Sign in with Apple in web fails / error: 'invalid_client'
I'm facing issues with Sign in with Apple in my Better Auth setup:
Current Status
- ✅ Apple Sign In works in my Expo (native) app using ID token
- ❌ Apple Sign In fails on web
Configuration Details
- Using Better Auth with Expo plugin
- JWT payload for client secret looks correct:
- Web Service ID:
de.xxx.web
- App Bundle ID: de.xxx.app
Error Messages
Server logs show:
I've added https://appleid.apple.com to trustedOrigins as suggested (should not be needed?), but still experiencing web authentication issues. Any ideas what might be causing this discrepancy between native and web authentication?12 Replies
Did you ever track this down? I'm getting the same error.
@zsmooth no.. hard to believe that Apple as one of the iconic ux companies has this kind of auth credential garbage 🥸
Adding it to trustedDomains worked for me. I think this is a better auth bug, not an apple bug
Thanks for sharing!
Im having the same issue, did you ever fix it? where is that option to set trustedDomains?

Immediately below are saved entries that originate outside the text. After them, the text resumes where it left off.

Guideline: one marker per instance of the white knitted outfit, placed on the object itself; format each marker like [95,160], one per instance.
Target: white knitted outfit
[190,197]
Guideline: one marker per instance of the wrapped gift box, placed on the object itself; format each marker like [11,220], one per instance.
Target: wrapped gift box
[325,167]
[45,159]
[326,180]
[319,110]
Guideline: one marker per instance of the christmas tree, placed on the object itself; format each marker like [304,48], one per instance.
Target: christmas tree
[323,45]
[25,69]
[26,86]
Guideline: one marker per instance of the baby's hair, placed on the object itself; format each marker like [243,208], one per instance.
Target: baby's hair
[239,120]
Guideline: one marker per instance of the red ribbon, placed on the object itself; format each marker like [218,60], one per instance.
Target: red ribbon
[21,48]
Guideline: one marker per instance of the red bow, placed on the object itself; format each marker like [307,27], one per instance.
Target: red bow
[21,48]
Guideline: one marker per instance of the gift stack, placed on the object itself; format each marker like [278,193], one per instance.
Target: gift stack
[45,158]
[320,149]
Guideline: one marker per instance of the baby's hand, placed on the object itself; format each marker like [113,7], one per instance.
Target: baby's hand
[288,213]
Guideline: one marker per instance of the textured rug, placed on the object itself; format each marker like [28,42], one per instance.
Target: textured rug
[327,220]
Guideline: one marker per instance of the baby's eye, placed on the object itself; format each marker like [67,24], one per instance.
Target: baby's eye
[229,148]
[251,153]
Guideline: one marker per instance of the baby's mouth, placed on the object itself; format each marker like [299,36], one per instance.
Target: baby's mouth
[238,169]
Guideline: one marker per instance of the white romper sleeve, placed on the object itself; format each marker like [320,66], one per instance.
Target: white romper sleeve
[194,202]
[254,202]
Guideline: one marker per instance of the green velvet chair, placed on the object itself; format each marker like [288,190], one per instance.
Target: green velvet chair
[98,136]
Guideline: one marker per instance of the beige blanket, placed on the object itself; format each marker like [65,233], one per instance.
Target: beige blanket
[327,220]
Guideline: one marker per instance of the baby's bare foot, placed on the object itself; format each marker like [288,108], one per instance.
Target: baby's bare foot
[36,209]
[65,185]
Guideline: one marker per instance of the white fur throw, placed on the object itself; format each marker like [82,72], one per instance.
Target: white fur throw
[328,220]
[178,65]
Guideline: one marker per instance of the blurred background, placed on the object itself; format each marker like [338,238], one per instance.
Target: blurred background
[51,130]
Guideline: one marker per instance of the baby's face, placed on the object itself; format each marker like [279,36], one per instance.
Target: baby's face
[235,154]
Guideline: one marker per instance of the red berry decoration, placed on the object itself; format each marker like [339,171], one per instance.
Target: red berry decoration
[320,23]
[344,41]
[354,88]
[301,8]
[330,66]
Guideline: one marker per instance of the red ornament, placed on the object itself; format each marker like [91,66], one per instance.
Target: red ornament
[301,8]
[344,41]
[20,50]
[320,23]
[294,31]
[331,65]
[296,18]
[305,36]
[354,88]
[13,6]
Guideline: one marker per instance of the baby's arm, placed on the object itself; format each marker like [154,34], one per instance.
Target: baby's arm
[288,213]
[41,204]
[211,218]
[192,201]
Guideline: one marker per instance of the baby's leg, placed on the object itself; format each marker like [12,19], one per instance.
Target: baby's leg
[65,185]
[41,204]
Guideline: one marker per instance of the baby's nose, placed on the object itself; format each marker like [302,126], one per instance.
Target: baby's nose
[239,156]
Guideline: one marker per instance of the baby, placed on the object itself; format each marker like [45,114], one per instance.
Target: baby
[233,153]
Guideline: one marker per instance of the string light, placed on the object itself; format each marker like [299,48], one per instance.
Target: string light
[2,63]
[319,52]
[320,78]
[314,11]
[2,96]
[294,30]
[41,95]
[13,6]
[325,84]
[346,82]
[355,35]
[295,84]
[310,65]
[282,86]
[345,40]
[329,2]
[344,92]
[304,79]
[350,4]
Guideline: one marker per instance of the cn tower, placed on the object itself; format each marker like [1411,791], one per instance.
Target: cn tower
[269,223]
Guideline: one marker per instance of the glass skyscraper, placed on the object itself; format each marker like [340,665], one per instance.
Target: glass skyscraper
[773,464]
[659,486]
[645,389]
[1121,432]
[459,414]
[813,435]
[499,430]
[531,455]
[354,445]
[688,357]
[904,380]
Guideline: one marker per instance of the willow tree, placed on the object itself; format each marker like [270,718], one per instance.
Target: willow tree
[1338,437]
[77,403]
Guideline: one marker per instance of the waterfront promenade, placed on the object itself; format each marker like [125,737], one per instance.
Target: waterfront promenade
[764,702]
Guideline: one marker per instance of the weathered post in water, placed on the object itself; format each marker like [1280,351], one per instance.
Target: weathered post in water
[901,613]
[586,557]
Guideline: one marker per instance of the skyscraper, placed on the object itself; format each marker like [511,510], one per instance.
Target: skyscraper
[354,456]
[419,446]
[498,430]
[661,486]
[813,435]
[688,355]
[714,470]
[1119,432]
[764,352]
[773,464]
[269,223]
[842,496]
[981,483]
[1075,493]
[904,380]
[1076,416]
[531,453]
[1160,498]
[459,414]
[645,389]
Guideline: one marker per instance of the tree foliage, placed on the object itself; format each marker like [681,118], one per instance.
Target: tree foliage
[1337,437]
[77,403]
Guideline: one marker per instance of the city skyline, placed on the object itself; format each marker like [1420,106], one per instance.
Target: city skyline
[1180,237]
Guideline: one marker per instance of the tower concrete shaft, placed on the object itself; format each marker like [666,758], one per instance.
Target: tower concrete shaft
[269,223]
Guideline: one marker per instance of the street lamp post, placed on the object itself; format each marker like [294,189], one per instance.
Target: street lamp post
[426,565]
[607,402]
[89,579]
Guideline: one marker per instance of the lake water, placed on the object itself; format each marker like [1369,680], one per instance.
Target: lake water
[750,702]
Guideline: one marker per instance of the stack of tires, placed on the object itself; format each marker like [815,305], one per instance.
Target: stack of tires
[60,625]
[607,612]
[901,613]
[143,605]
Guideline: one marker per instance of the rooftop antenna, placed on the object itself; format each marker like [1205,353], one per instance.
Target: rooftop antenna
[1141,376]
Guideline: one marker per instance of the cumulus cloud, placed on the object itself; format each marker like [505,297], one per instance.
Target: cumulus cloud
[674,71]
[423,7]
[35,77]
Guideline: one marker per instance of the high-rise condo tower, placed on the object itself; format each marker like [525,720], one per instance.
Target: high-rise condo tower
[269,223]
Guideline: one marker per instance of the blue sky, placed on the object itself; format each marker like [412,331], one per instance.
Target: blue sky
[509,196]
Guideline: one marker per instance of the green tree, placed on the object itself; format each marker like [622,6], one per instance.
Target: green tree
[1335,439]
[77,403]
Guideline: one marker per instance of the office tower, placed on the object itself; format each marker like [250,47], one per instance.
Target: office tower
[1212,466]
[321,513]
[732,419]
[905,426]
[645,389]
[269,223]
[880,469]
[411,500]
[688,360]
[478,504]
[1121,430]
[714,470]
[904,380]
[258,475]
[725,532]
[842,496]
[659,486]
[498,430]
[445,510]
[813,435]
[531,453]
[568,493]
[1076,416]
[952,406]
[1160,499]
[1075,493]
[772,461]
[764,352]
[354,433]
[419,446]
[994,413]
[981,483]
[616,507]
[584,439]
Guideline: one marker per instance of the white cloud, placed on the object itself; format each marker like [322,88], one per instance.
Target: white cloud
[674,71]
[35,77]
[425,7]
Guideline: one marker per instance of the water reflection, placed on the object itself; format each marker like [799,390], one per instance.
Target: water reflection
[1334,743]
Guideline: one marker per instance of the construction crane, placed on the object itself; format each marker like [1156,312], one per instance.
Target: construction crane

nvm I figure it out, I had an invalid_code as in my apple secret wasn't generated with the proper signinid, setting up al this stuff in apple is a PITA tho
Also had to follow this for CSRF https://gist.github.com/Maxiviper117/95a31750b74510bbb413d2e4ae20b4e8
hey, just stumbled across your post here. Im facing the same error and trying to solve this for hours. Whats the signinid? I just have the client_secret and client_id
Your client id would be what the identifier for the specific service id that you set up so enable sign in with a web service is inside apple developer account
Your cloent secret you would have to generate it using a pem cert you can download from apple
I'm using this bun script to generate the credentials
bun run generate-apple-secret.ts --team <TEAM_ID> --key <KEY_ID> --client <CLIENT_ID> --private <PATH_TO_P8>
and I also set the appBundleIdentifier. However, very frustratingly, login was working for me using the release version on testflight but apple review team couldn't login. Adding "https://appleid.apple.com" to the trustedOrigins solved the issue but wasn't obvious since I never observed the error directly.@here do we have to generate a new client_secret every time the jwt exp is met... I mean with my local development server Im getting invalid_client or invalid_code every hour
has anyone here had that experience?
i'm generating the client_secret on the server and caching it, and then automatically regenerating it every time it's a day away from expiring. i don't get the examples i see where people are generating the secret on the command line. makes no sense to me
it's not so easy to cache it if you are deploying with next on vercel unfortunately. I'll switch to generating it on deploy via next.config.js but that still means having to deploy at least once in 6 months
Yeah you’d have to save it somewhere. I’m on Cloudflare and save it in Workers KV. Doesn’t Vercel have something similar?